Masterthesis (Dresden): Generation of Message Traces by using Java-Bytecode instrumentation
Today, not only the huge and continuously increasing amount of data have become a
challenge. Other aspects, such as the quality of data and the intensified demand to include
varying and heterogeneous data sources into the analysis have become a further challenge for
data analysts in science and business. These data properties and related challenges are
subsumed under the term Big Data. With the increasing need for Big Data solutions handling
large and complex data sets, Java-written frameworks have emerged, which provide an easy to
use API. Examples for those frameworks are Apache projects such as Hadoop, Spark or Flink.
For large-scale data analysis there is still the need to optimize programs, for which the
developer requires tools to automatically add logging to his application in order to know which
methods are worth for optimization. To achieve this, two approaches exist, source-code
instrumentation and bytecode instrumentation. Bytecode instrumentation is favorable when
one has to use pre-compiled Java frameworks.

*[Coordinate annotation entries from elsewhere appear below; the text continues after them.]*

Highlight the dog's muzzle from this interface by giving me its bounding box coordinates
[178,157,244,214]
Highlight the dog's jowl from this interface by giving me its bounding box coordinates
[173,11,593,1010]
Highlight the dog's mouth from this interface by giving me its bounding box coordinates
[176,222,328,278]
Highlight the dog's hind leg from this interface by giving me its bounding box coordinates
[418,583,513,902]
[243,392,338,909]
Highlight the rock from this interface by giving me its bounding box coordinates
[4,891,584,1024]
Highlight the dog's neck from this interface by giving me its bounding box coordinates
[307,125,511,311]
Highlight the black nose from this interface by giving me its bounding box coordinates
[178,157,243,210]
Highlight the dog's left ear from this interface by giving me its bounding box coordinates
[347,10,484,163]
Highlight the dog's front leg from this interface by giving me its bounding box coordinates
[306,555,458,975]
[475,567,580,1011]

- Investigation of Java bytecode instrumentation frameworks
- Implementation of a generic tool, which can be used to:
- Read Java class files;
- Add code to trace method calls and method returns for user-defined methods and
- Transform Java class files into class files with embedded tracing logic
- Demonstration of the instrumentation method for trace generation (multi -threaded)
- Documentation of implementation and results in written form
The user-defined methods and classes should be defined by a configuration file.
For the tool, it is necessary, that the code added before and after the method during
instrumentation can be specified by the user via configuration files or via Java
For this work, knowledge of Java and instrumentation basics are required. Furthermore, knowledge of Java's class file format or Java bytecode frameworks are desirable.
The language can be either German or English.